How to be a good friend to someone grieving

By Nick, with a lil help from Lori.

Everyone needs a good friend; someone stable, caring and understanding. Someone who doesn’t judge, accepts the griever for who they are, is important to them. They lost someone who they had the utmost trust in; now, that trust has to be invested in someone that wont hurt them.
By no means am I an expert in understanding the mind of a grieving person. I speak merely from experience of dealing with a singular person. But I think alot of the advice I can offer translates to everyone.
Here are ten things to do for your loved one who is in mourning.

Andrae’s loved ones at his grave site.

• Be like Hootie; let him/her cry:
Managing emotions are so important. They should never be repressed. Granted, it can be like your going through the loop-d-loop on a roller coaster; but those emotions will only be built up and turn into something worse if repressed. If they start talking, be accepting and open. They just want to be heard.

• Know their trigger words:
While it’s healthy to let emotions flow, it can be overly draining. For instance, in my situation, I know if I ask her “how are you,” she is only going to be sad.

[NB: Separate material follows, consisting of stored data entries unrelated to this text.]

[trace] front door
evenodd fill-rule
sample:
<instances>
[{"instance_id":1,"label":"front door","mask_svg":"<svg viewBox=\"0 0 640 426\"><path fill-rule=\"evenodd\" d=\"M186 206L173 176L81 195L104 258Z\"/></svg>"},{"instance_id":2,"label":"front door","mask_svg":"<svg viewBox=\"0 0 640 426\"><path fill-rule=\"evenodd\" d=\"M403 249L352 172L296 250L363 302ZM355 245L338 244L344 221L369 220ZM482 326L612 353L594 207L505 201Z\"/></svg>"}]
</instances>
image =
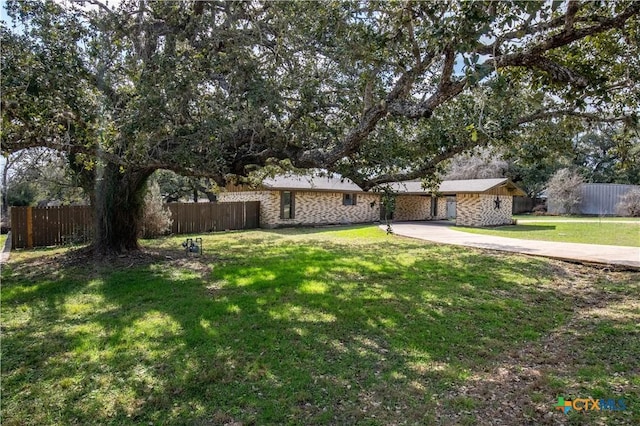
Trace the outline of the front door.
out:
<instances>
[{"instance_id":1,"label":"front door","mask_svg":"<svg viewBox=\"0 0 640 426\"><path fill-rule=\"evenodd\" d=\"M447 197L447 219L456 218L456 197Z\"/></svg>"}]
</instances>

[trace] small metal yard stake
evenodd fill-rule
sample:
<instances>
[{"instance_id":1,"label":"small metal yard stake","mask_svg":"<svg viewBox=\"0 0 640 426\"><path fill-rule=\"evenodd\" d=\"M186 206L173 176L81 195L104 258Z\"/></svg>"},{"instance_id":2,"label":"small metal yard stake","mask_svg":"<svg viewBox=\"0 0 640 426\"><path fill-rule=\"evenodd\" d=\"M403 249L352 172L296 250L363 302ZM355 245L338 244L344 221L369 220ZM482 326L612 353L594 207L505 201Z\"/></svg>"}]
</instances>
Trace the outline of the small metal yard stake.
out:
<instances>
[{"instance_id":1,"label":"small metal yard stake","mask_svg":"<svg viewBox=\"0 0 640 426\"><path fill-rule=\"evenodd\" d=\"M202 256L202 238L196 238L195 241L193 238L187 238L187 240L182 243L182 247L184 247L184 251L187 257Z\"/></svg>"}]
</instances>

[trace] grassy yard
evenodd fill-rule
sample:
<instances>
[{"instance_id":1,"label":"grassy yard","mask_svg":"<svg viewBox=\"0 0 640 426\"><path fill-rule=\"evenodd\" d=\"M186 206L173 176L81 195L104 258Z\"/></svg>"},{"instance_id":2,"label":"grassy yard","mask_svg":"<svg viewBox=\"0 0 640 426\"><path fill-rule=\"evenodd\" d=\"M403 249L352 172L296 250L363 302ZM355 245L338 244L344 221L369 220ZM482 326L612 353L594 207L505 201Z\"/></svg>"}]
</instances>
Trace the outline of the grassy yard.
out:
<instances>
[{"instance_id":1,"label":"grassy yard","mask_svg":"<svg viewBox=\"0 0 640 426\"><path fill-rule=\"evenodd\" d=\"M613 216L536 216L532 214L513 215L518 222L635 222L640 224L640 217L613 217Z\"/></svg>"},{"instance_id":2,"label":"grassy yard","mask_svg":"<svg viewBox=\"0 0 640 426\"><path fill-rule=\"evenodd\" d=\"M2 268L2 424L638 424L638 274L377 227ZM557 398L627 410L554 410Z\"/></svg>"},{"instance_id":3,"label":"grassy yard","mask_svg":"<svg viewBox=\"0 0 640 426\"><path fill-rule=\"evenodd\" d=\"M497 235L524 240L640 247L640 221L637 223L560 222L557 220L546 221L545 218L540 222L526 222L495 228L456 227L455 229L473 234Z\"/></svg>"}]
</instances>

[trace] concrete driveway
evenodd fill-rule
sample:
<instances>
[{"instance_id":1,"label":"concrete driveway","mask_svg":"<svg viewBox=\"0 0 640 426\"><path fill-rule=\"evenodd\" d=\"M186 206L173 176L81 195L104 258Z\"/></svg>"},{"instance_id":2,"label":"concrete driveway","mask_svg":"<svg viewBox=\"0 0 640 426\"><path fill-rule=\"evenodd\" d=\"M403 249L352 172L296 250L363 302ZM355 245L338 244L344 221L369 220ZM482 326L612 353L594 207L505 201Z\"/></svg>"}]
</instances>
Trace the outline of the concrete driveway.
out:
<instances>
[{"instance_id":1,"label":"concrete driveway","mask_svg":"<svg viewBox=\"0 0 640 426\"><path fill-rule=\"evenodd\" d=\"M386 229L386 225L380 225L380 227ZM638 247L558 243L470 234L456 231L453 224L446 221L398 222L392 227L397 235L436 243L640 270L640 248Z\"/></svg>"},{"instance_id":2,"label":"concrete driveway","mask_svg":"<svg viewBox=\"0 0 640 426\"><path fill-rule=\"evenodd\" d=\"M4 242L4 247L0 247L0 263L7 263L9 255L11 255L11 232L7 235L7 239Z\"/></svg>"}]
</instances>

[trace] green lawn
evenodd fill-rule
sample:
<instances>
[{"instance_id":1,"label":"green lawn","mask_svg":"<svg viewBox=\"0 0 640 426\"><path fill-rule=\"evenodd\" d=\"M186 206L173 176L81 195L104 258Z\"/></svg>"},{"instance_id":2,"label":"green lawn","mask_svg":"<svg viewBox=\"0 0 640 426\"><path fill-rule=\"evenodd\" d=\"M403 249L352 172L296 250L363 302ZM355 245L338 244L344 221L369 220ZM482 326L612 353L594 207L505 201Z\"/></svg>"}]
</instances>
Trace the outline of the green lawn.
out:
<instances>
[{"instance_id":1,"label":"green lawn","mask_svg":"<svg viewBox=\"0 0 640 426\"><path fill-rule=\"evenodd\" d=\"M4 243L7 241L7 234L0 234L0 251L4 249Z\"/></svg>"},{"instance_id":2,"label":"green lawn","mask_svg":"<svg viewBox=\"0 0 640 426\"><path fill-rule=\"evenodd\" d=\"M518 221L534 222L635 222L640 224L640 217L613 217L613 216L537 216L533 214L514 215Z\"/></svg>"},{"instance_id":3,"label":"green lawn","mask_svg":"<svg viewBox=\"0 0 640 426\"><path fill-rule=\"evenodd\" d=\"M640 247L640 222L540 221L495 228L456 227L455 229L473 234L497 235L524 240Z\"/></svg>"},{"instance_id":4,"label":"green lawn","mask_svg":"<svg viewBox=\"0 0 640 426\"><path fill-rule=\"evenodd\" d=\"M190 259L183 240L12 253L3 425L535 424L565 420L558 396L640 422L637 274L377 227L204 235Z\"/></svg>"}]
</instances>

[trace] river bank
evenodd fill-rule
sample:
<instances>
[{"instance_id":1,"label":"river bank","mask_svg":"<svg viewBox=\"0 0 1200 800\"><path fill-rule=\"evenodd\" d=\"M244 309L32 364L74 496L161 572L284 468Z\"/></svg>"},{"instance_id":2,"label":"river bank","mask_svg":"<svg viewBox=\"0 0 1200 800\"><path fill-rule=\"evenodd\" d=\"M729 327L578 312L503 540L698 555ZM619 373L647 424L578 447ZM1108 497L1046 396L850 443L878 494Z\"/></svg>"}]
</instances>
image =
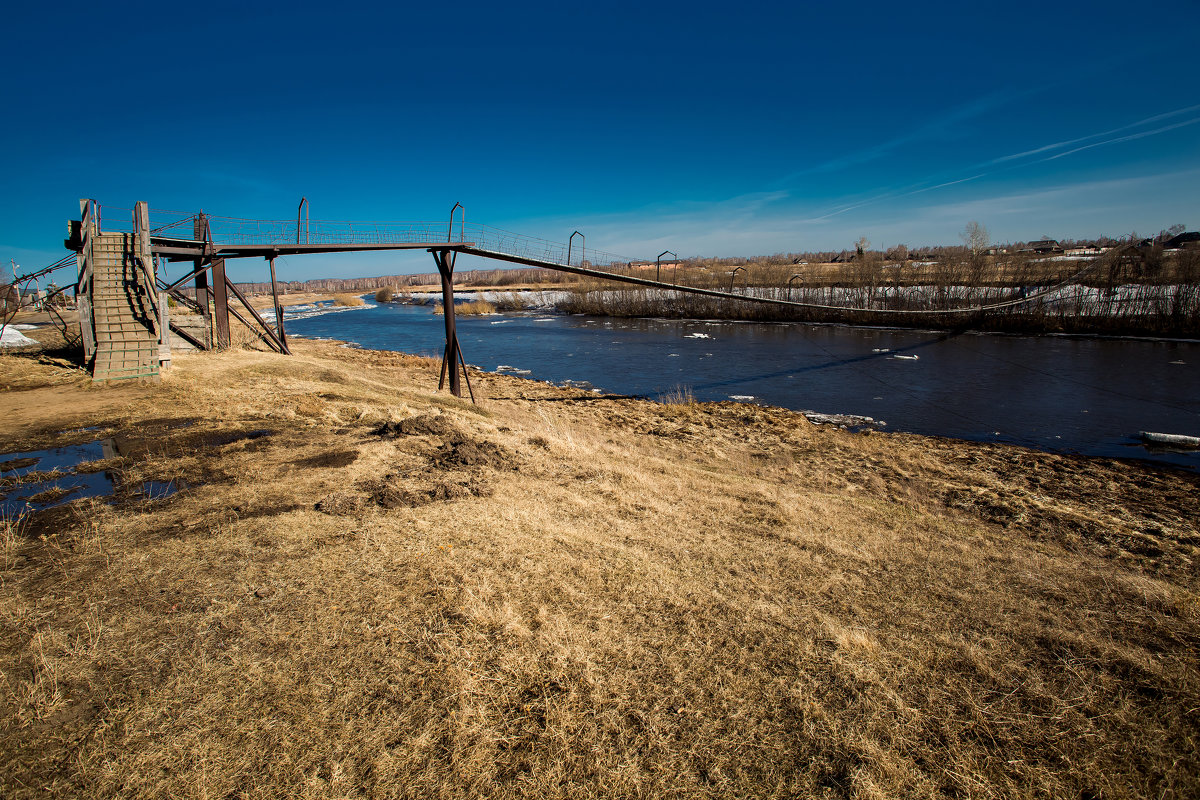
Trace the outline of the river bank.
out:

While it is important to be sad (a really sad thing happened), so much sadness can hurt. If you can steer the conversation away from a day of unnecessary  sadness, then you are, at the very least, letting them live their lives in a normal fashion.

•Be a clown:
This works well for me. I actually made up a philosophy before I went deep into dealing with her. I know there is no way I can fix it, The men in my family have a tendency to try to fix things, but I know I can delay the pain. If I can make her laugh and take her mind off of it, even if just for five minutes, then I have done my job.

• Be prepared:
You never know when a breakdown will happen. It may be in the freezer aisle at walmart, it may be at an infinity dealership. The important thing is to roll with the punches.

•Unexpected fun is where it is won:
Currently I am studying to be a teacher, in that process I have learned that kids need routine. Something to make them feel safe and stable. But what happens when the stability is stricken and only synthesizes more sadness? They need adventure! They need to find out who they are without said person in their life. The philosophy comes from “P.S. I Love You.” Take them on a trip, make up a scavenger hunt around the city, do anything!

• Honor the passed, don’t become them.
It’s important to not emulate the stories they will tell about their loved one. You don’t have to become them. You are yourself. They are confiding in you because they love you and want to share the memories of their loved one. Honor and remember their loved one in a way unique to you, don’t copy them.

• keep your phone on and beside the bed.
I don’t know how many of you are country music buffs, but I call this my “More than a memory” rule. They will need to talk at the weirdest hours. It can be three in the afternoon, it can be three in the morning. Be open. Regardless of what religion you follow, there is some sort of karmic retribution in this world. Good things will eventually come.

• Sometimes there don’t need to be any words.
I need to fill silences. It is a fault. Especially given my nature/profession. I always think I have the words to “fix it.” But, sadly, I can’t fix it; even if I want to so badly. Sometimes you have to listen as a child would to a story. The griever, above all things, just wants to be heard. They know you cant fix it. Youre there to learn.

•dont be afraid to cry
I haven’t had this yet. But I think it is an important point to address. All of this is sad. It is ok for you to show emotion. The odds are it will be assuring to the griever. Seeing that, right next to them, allows them to know someone is beside them in this journey.

•There is no manual; just things to consider.
Something I struggle with is the last point. The last point is equivalent to truth in my mind. There is only one point I can say is the overwhelming truth in this. Look in his/her eyes. If you do not have the stamina for this, get out. They don’t want someone who will flake 3 months in. They need someone to be right beside them. Your human. They understand and will accept that. But if it gets real and you run, then they will never be able see you in the same light.